What are to make of all this? Is the right of privacy in the European Continent just as dead as on the other side of the Atlantic Ocean? Is there anyone we can hold accountable for these flagrant intrusions in our daily lives? We cannot expect the intelligence agency’s to change their own ethics. The GCHQ is still convinced that there is nothing wrong with their behavior. ‘This is secret work, it is secret intelligence, it is secret for a reason, and a reason that is to do with protecting all the people of this country." At an inquiry of the civil liberties commission of the European Parliament, there was an empty seat reserved for Sir Ian Lobban, the head of GHCQ who refused to account for his obtrusive infringements of the European’s privacy, claiming that the intelligence and national security were none of the EU’s business.

And while there are some excellent politicians who are doing a great job, the bitter truth is that the majority of the politicians buy the terrorist/pedophilia rhetorics the intelligence agencies always professes. It is startling that after the revelation of the AIVD, the Dutch parliament refused to hold a public debate in plenary about this matter. And instead of being worried about the privacy of their citizens and the acts of their intelligence agency, the English Parliament approved the Data Retention and Investigatory Powers Act last summer, which greatly expands the GCHQ’s power.

What then could be our bright hope in these dark winter days? It appears that the judiciary, the latest safeguard in a democratic system, might be willing and able to step in. The Commissioner of Human rights of the Council of Europe, Nils Muiłnieks, has just released a report in which he states that “In connection with the debate on the practices of intelligence and security services prompted by Edward Snowden’s revelations, it is becoming increasingly clear that secret, massive and indiscriminate surveillance programmes are not in conformity with European human rights law and cannot be justified by the fight against terrorism or other important threats to national security. Such interferences can only be accepted if they are strictly necessary and proportionate to a legitimate aim.” This is significant good news, as mr Muiłnieks has a right to intervene in cases sent to the European Court of Human Rights (ECtHR? ). And in September, an appeal has been submitted by civil rights groups to the same court for disclose of the so called ‘Five-Eyes’ Treaty, the treaty that authorizes intelligence sharing between the USA, UK, Australia, Canada and New-Zealand. The ECtHR? has supremacy over domestic law, which could thereby play a vital role the battle against mass surveillance. If they do not do that, the stronghold that was once called privacy will definitely fall.

What I don't understand about your essay is the idea that any of this is new. There has never been any "rechtsstaat" concerning government listening in any European nation. Every European society makes no distinction between national security listeners and law enforcers, moreover, so that the absence of any rule of law over listening extends to nationals and non-nationals alike.

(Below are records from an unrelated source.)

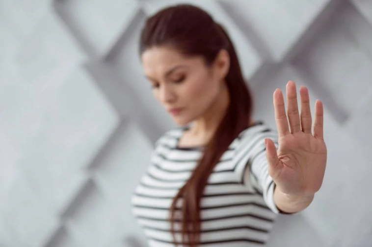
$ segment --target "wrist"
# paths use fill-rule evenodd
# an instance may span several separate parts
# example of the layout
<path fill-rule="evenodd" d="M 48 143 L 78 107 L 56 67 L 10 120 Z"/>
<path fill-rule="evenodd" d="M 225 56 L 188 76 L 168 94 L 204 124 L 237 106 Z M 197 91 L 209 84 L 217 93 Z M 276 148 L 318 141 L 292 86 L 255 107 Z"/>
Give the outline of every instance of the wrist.
<path fill-rule="evenodd" d="M 274 201 L 280 211 L 293 213 L 305 209 L 314 199 L 314 193 L 287 194 L 276 187 L 274 191 Z"/>

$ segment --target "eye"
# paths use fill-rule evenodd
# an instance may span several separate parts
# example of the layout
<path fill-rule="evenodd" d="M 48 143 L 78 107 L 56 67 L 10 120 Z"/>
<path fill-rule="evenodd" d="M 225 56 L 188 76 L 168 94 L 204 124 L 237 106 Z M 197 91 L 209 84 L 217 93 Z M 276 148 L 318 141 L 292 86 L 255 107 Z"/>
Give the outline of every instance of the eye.
<path fill-rule="evenodd" d="M 183 75 L 182 76 L 177 78 L 176 80 L 172 80 L 172 81 L 175 83 L 181 83 L 185 81 L 186 78 L 186 77 L 185 75 Z"/>
<path fill-rule="evenodd" d="M 151 88 L 153 89 L 156 89 L 159 88 L 159 84 L 158 83 L 154 83 L 151 84 Z"/>

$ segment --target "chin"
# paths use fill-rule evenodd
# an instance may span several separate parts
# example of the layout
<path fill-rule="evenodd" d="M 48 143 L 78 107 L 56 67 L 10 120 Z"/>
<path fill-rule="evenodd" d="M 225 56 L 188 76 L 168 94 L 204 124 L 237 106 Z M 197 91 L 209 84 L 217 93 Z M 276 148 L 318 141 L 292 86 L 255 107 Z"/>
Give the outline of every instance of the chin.
<path fill-rule="evenodd" d="M 185 126 L 192 121 L 192 119 L 186 117 L 174 117 L 173 119 L 174 123 L 179 126 Z"/>

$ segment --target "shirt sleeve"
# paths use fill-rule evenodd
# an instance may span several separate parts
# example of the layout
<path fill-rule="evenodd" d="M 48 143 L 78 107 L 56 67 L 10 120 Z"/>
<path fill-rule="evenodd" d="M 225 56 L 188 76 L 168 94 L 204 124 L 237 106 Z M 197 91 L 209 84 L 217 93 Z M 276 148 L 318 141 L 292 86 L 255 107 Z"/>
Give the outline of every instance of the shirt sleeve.
<path fill-rule="evenodd" d="M 243 169 L 243 182 L 262 195 L 267 206 L 275 213 L 284 213 L 276 206 L 274 202 L 275 184 L 268 173 L 266 158 L 266 138 L 271 139 L 277 149 L 279 146 L 277 132 L 262 126 L 257 131 L 247 135 L 242 140 L 241 145 L 246 147 L 246 163 Z"/>

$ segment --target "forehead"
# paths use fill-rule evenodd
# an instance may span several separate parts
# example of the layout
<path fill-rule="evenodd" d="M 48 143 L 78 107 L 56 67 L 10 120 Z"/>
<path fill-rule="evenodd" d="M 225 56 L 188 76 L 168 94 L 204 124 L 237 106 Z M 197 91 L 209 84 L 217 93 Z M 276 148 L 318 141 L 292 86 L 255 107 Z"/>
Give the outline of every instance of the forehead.
<path fill-rule="evenodd" d="M 176 49 L 167 46 L 150 48 L 143 52 L 141 58 L 146 74 L 159 76 L 176 66 L 194 65 L 195 59 L 187 57 Z"/>

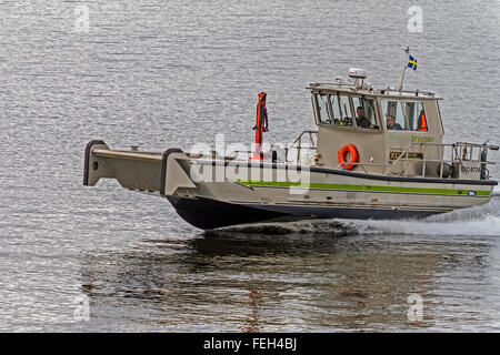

This is not to say that there are no national cultures concerning listening. We could discuss, not in this forum, the Dutch traditions, contrasting them with those of the French and the British, or even the Belgians. But we would at no point be discussing law, of which there has never been any.

Belgacom is just a phone company. Both the US and the UK listeners (who are essentially one team, with the UK listeners freed of the rule of law inside the US, which is helpful to the US listeners, who didn't use to be, and still in many ways aren't) are inside every European telecommunications system, and indeed inside every telecomm system in the world. There's nothing special about Belgacom, or about the EC, as targets of US listening. You're just expressing shock because you think you live in a transparent democracy in which people are supposed to be informed.

So what's the point of the essay, really? Outraged naivete? A mysterious belief that a secondary European tribunal is going to change hundreds of years of unbroken European practice of extralegal listening overnight, in an order? I'm puzzled.